Air France-KLM and Lufthansa, the biggest and in many ways most successful of Europe's airlines, are therefore finally realizing their business model is no longer working. It took them years to view low-fare carriers as serious competitors, and while they have faced that bitter reality now, the two market leaders still believe they can cross-subsidize large triple-digit losses in short-haul and European networks with long-haul route profits. Air France-KLM and Lufthansa are concerned, however, that the strategy will no longer work, at least in parts of their markets, given the strong growth of Persian Gulf carriers that can afford to offer much lower fares and better service levels.

As can be expected, Lufthansa is confronting problems internally convincing staff of the necessity to cut back. But the need to become more efficient also has consequences for the setup of the entire group.

Lufthansa's airline division consists of the Lufthansa-branded unit, Swiss International Airlines, Austrian Airlines, Germanwings, Brussels Airlines and BMI, although the latter is in the process of being sold. So far, these carriers have run relatively independently, with little integration. That is about to change, as Franz highlights procurement and information technology as two key areas where more integration must be paramount.

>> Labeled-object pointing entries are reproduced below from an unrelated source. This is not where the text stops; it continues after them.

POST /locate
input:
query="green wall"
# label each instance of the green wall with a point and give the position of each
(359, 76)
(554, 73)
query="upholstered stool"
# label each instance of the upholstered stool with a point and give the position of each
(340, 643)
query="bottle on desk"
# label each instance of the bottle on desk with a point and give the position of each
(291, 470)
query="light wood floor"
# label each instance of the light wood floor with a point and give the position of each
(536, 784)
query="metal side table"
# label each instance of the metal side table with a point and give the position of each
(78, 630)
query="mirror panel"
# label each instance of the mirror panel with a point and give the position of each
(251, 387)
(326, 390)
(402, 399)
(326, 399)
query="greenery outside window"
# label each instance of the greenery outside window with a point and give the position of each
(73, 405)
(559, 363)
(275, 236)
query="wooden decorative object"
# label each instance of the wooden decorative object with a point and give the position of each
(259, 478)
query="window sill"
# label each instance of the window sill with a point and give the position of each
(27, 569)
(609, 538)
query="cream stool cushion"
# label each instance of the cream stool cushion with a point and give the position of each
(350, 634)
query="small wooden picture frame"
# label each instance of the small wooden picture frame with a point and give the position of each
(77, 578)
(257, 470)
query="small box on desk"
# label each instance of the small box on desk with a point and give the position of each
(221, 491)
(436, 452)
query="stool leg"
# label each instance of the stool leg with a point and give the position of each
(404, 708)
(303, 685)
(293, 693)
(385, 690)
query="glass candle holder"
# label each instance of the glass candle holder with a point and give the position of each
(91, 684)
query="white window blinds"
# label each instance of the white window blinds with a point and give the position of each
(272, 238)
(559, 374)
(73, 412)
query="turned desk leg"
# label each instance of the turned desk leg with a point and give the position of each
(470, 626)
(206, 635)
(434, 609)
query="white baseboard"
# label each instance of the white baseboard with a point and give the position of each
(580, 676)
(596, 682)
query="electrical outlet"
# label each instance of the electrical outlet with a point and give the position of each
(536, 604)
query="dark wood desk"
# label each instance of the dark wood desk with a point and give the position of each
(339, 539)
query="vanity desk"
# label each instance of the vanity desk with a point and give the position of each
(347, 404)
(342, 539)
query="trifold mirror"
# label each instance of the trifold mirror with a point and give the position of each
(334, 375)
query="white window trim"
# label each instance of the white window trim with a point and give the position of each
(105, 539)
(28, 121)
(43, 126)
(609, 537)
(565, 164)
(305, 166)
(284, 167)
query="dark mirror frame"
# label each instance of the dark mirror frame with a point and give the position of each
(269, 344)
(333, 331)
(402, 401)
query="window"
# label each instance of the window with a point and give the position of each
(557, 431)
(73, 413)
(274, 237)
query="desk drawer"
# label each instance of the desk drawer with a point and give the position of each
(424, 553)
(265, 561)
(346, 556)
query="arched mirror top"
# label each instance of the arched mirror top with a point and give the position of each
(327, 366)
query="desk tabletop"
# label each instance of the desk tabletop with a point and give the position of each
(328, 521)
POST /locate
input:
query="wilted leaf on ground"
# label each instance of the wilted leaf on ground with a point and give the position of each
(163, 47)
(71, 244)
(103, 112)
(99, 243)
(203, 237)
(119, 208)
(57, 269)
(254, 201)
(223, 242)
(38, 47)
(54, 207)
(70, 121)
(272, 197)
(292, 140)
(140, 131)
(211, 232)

However, company officials indicate that Franz will have to overcome considerable internal opposition. Highly profitable and successful units such as Swiss or Lufthansa Technik do not see the need for more integration; in fact, they are arguing that it is their relative independence that makes them so strong. They are concerned about losing key responsibilities for their own businesses. Industry insiders note that others, such as Austrian, are in serious financial trouble and worry that added costs and complexities of the larger group will make it even more difficult for them to turn around.

Independent observers also question how much centralization would actually help. “In theory, integration is a good thing, but in reality, you may not gain as much as projected,” one senior airline consultant says. The more difficult—but ultimately more promising—approach would be to change work rules and cut down on Lufthansa's substantial overhead costs, he says.

Separately, the SAS Group is accelerating its cost-savings program, 4Excellence, after posting another loss in 2011. SAS will cut 300 administrative positions and seek 1 billion Swedish kronor ($149 million) in reduced staff costs. SAS is targeting $754 million in cuts overall in the next two years. Unit costs are to be reduced by 3.5% annually. Questions persist about its long-term viability as a standalone business, although its sale would be highly political, with the governments of Sweden, Denmark and Norway owning parts of SAS.

SAS posted a net loss of $250 million last year, a slight improvement over the $332 million loss a year earlier, but still a disappointment, as the company's investor guidance had said it would return to profitability. SAS had to take a $256 million charge after Spanair filed for bankruptcy. SAS holds a 10.9% stake in the Spanish carrier.